No such luck. This film is a reasonably competent rehash of the same incident, with a little more attention given to the divisions, ideological and personal, between the hijackers, two of whom were Germans from a left wing revolutionary cell, played in the film by Rosamund Pike and Daniel Bruhl. The concern of the Germans was that they should not be viewed as fascists, or Nazis, wanting to torture and kill Jews, but be seen instead as liberators of Palestinians, oppressed in their own homeland. But such was their sense of guilt from the Nazi period of German history, that the German hijackers were kinder to the hostages than their Palestinian brothers in arms, who had personally suffered from Israeli persecution. As a result, the film implies, there was a conflict of interest: the team was a little lax in their approach and did not anticipate the dramatic rescue by the Israelis in ‘Operation Entebbe’.

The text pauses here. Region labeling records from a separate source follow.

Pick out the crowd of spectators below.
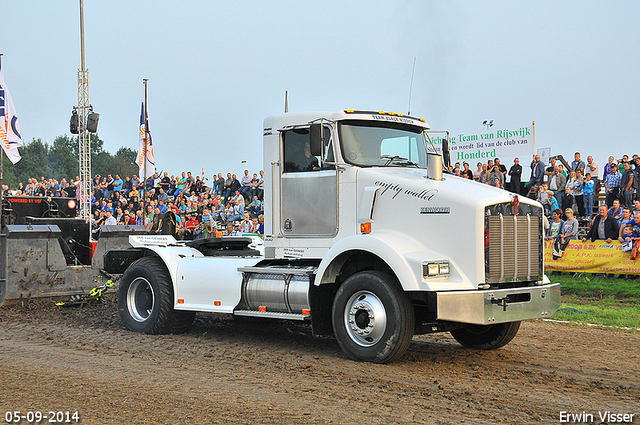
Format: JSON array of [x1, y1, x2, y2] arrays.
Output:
[[448, 152, 640, 224], [2, 170, 264, 239], [2, 152, 640, 245]]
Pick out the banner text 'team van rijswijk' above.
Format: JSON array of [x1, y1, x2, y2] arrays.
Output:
[[429, 125, 534, 165]]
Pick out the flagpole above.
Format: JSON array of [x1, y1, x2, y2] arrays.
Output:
[[142, 78, 149, 225], [0, 53, 6, 227]]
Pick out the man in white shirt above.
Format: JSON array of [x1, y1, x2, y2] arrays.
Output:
[[585, 155, 600, 187]]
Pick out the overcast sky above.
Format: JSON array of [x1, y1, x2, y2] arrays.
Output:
[[0, 0, 640, 177]]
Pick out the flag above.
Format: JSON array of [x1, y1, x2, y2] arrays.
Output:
[[0, 69, 22, 164], [137, 101, 156, 180]]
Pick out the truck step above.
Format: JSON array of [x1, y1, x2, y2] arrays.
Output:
[[233, 310, 311, 320]]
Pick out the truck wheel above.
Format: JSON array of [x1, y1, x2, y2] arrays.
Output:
[[451, 322, 520, 350], [332, 271, 415, 363], [118, 257, 195, 334]]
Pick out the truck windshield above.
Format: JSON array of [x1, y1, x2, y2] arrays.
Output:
[[339, 121, 427, 168]]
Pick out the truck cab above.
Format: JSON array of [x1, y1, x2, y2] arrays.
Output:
[[119, 110, 560, 363]]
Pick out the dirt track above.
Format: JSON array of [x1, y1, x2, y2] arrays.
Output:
[[0, 297, 640, 424]]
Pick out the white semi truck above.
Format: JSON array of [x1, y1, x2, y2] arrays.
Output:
[[105, 110, 560, 363]]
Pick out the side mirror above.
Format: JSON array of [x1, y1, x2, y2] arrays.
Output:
[[309, 124, 324, 156]]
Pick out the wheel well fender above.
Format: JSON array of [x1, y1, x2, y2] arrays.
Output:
[[315, 233, 423, 289]]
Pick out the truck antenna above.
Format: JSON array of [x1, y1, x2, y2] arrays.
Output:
[[407, 56, 416, 115]]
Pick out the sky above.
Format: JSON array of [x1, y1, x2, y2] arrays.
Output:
[[0, 0, 640, 178]]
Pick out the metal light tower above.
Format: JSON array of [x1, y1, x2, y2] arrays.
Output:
[[78, 0, 91, 221]]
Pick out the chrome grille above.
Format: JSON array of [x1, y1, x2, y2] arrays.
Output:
[[485, 214, 542, 283]]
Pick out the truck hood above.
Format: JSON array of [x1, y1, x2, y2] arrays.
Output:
[[358, 167, 537, 207]]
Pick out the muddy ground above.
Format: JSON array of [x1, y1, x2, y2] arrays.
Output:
[[0, 295, 640, 424]]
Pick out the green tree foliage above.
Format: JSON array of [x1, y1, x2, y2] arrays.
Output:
[[2, 134, 138, 189]]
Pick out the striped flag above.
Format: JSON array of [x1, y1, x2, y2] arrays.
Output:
[[0, 69, 22, 164], [137, 101, 156, 180]]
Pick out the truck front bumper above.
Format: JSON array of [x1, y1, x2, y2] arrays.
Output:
[[436, 283, 560, 325]]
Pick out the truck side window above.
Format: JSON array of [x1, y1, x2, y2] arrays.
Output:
[[282, 128, 334, 173]]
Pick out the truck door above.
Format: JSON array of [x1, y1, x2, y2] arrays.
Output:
[[280, 126, 338, 237]]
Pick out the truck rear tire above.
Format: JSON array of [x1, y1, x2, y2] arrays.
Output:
[[118, 257, 195, 335], [332, 271, 415, 363], [451, 322, 520, 350]]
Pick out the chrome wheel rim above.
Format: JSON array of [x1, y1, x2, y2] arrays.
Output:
[[344, 291, 387, 347], [127, 277, 155, 322]]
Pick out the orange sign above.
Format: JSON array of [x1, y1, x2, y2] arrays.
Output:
[[544, 240, 640, 275]]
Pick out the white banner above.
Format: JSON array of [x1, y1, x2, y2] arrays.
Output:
[[0, 69, 22, 164], [429, 125, 534, 163]]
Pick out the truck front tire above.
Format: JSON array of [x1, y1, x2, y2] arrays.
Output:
[[451, 322, 520, 350], [332, 271, 415, 363], [118, 257, 195, 334]]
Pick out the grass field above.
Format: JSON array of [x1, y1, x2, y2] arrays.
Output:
[[549, 273, 640, 332]]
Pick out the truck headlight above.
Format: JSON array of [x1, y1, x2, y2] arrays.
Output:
[[422, 261, 449, 279]]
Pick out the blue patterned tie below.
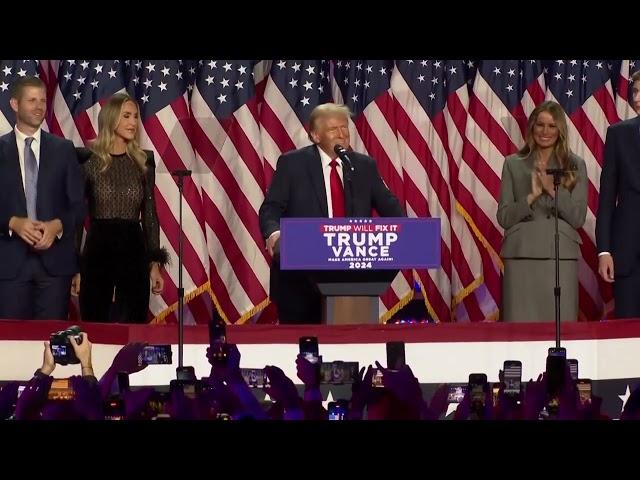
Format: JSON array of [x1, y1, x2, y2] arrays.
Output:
[[24, 137, 38, 220]]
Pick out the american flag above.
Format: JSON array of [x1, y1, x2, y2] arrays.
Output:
[[547, 60, 619, 320], [191, 60, 269, 323], [392, 60, 497, 321], [260, 60, 332, 180], [332, 60, 413, 321], [49, 60, 210, 324], [458, 60, 544, 320]]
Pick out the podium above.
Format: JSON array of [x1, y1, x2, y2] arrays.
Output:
[[280, 218, 440, 325]]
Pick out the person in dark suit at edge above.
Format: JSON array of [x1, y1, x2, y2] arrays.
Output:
[[0, 76, 85, 320], [596, 71, 640, 318]]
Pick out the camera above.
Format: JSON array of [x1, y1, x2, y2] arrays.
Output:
[[320, 361, 359, 385], [49, 325, 82, 365]]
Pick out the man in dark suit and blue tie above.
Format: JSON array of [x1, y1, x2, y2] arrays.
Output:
[[0, 77, 84, 320], [259, 103, 405, 324], [596, 71, 640, 318]]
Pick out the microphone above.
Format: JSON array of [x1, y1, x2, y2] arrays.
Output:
[[333, 145, 355, 172], [545, 168, 575, 177]]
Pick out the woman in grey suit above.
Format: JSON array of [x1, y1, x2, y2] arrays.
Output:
[[497, 101, 588, 322]]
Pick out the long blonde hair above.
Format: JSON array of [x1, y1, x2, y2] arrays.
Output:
[[518, 100, 577, 191], [89, 93, 147, 172]]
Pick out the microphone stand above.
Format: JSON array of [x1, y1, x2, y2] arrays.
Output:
[[546, 168, 566, 348], [333, 145, 355, 216], [171, 170, 191, 372]]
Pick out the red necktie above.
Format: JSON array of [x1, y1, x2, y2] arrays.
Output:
[[329, 158, 344, 217]]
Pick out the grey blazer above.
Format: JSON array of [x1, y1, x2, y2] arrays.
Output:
[[497, 154, 588, 259]]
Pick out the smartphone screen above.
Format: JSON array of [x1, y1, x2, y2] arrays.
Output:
[[469, 373, 487, 406], [240, 368, 269, 388], [299, 337, 320, 363], [48, 378, 75, 400], [327, 400, 348, 420], [502, 360, 522, 397], [548, 347, 567, 358], [546, 347, 567, 399], [447, 383, 469, 403], [387, 342, 405, 370], [51, 344, 67, 360], [138, 345, 173, 365], [577, 378, 591, 406], [209, 321, 227, 345], [320, 361, 359, 385], [169, 380, 202, 400], [371, 368, 384, 388], [567, 358, 578, 382]]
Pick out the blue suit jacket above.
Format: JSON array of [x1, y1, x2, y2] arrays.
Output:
[[0, 131, 85, 280], [596, 117, 640, 276]]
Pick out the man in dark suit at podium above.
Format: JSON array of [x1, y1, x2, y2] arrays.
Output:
[[596, 71, 640, 318], [260, 103, 405, 324], [0, 77, 84, 320]]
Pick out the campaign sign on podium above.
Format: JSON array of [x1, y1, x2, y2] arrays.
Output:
[[280, 217, 440, 324], [280, 217, 440, 270]]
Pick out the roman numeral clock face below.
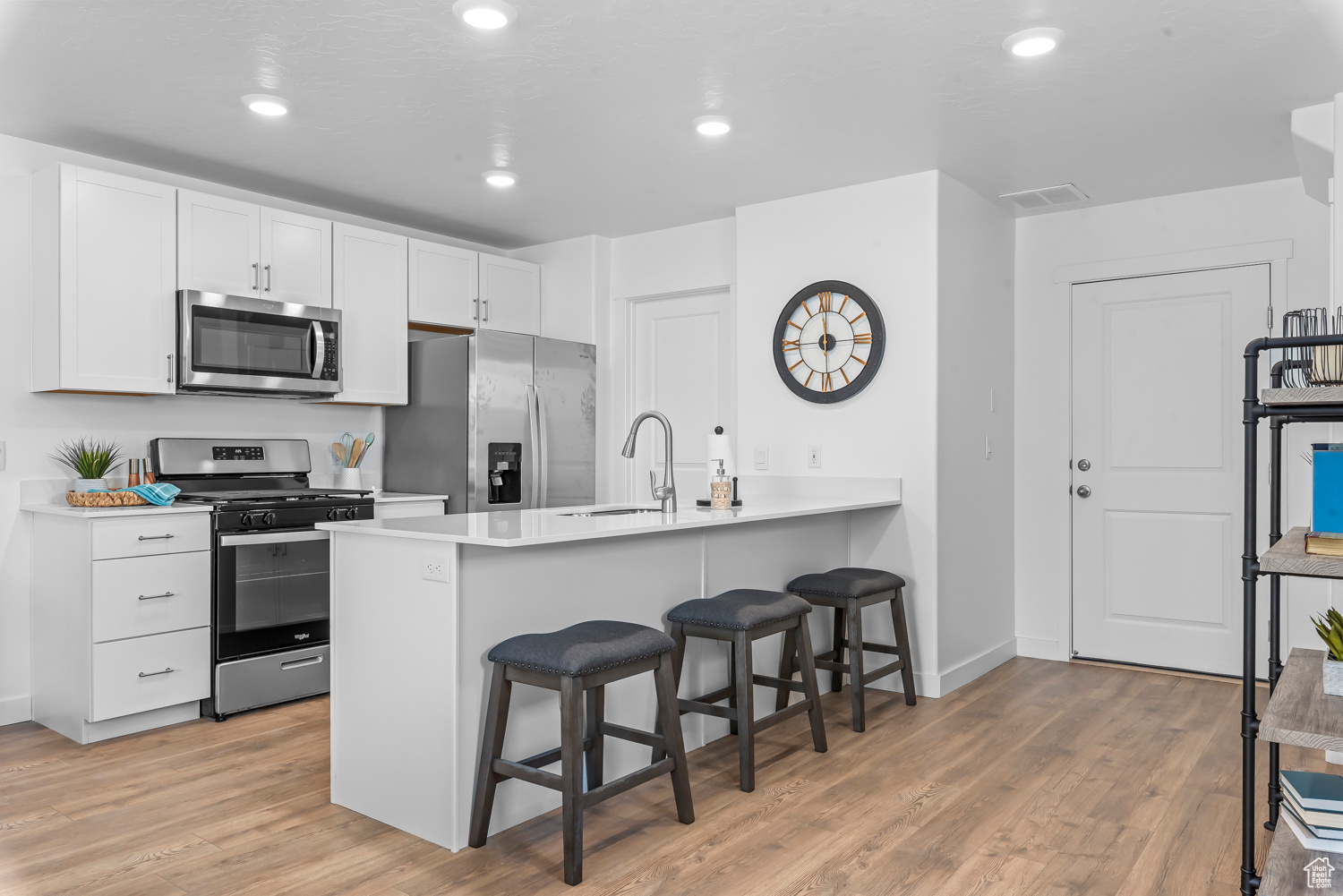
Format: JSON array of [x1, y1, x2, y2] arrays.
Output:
[[774, 279, 886, 405]]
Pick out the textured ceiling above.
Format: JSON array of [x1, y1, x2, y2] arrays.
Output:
[[0, 0, 1343, 247]]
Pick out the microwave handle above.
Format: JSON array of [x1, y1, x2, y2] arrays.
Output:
[[312, 321, 327, 380]]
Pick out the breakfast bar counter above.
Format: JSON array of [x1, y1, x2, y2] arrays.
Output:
[[319, 477, 900, 849]]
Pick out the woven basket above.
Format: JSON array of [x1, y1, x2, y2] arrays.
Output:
[[66, 491, 150, 507]]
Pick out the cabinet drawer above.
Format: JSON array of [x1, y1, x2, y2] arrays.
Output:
[[89, 626, 210, 721], [93, 550, 210, 642], [93, 513, 210, 560]]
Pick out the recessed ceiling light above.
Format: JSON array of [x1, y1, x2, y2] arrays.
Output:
[[695, 115, 732, 137], [453, 0, 518, 31], [1004, 29, 1064, 56], [244, 93, 289, 118]]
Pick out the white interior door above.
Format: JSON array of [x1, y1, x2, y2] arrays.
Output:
[[1072, 265, 1270, 674], [626, 289, 736, 509]]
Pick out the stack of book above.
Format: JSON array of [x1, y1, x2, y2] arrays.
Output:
[[1279, 771, 1343, 853]]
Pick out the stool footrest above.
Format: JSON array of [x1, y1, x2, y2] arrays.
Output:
[[755, 700, 811, 732], [583, 763, 676, 808], [491, 759, 564, 789]]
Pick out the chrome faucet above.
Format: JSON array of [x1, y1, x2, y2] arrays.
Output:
[[620, 411, 676, 513]]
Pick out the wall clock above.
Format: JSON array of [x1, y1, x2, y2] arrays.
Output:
[[774, 279, 886, 405]]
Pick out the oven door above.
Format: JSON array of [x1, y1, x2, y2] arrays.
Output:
[[177, 289, 341, 397], [215, 529, 330, 661]]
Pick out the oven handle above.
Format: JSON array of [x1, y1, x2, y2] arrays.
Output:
[[312, 321, 327, 380], [219, 529, 332, 547]]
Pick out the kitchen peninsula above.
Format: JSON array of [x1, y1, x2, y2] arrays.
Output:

Also, after the passing of four decades, one would have liked to see a more objective historical perspective on the Entebbe operation, and to question if it was actually as outstanding a military raid as Israeli and American propaganda, and the three previous movies made on it, make it out to be. The military dictator of Uganda, Idi Amin, played here by Nonso Anozie, who allied himself with the hijackers and facilitated their activities, was not a great political strategist and was regarded as crazy and unpredictable. At his airport he had outdated Soviet airplanes that were ineffectual and were easily destroyed by the commandos. The Ugandan guards were not well trained and it took just 90 minutes for them to be overpowered, for the hijackers to be separated and killed, and for the passengers to be rescued.
Moreover, the film makes the eccentric cinematic decision to intercut a dance performance by a troupe in Jerusalem, with the rescue mission. This ends up as hugely distracting from the drama and action in the final climactic scenes. The beat of the rhythmic music from the dance, and the visuals of the energetic movements of the dancers, virtually edits the climax of ‘7 Days in Entebbe’, jumbling the sequence of events entirely in the audience’s minds.
This film is disappointingly executed and looks historically repetitive and dated, even while you watch it.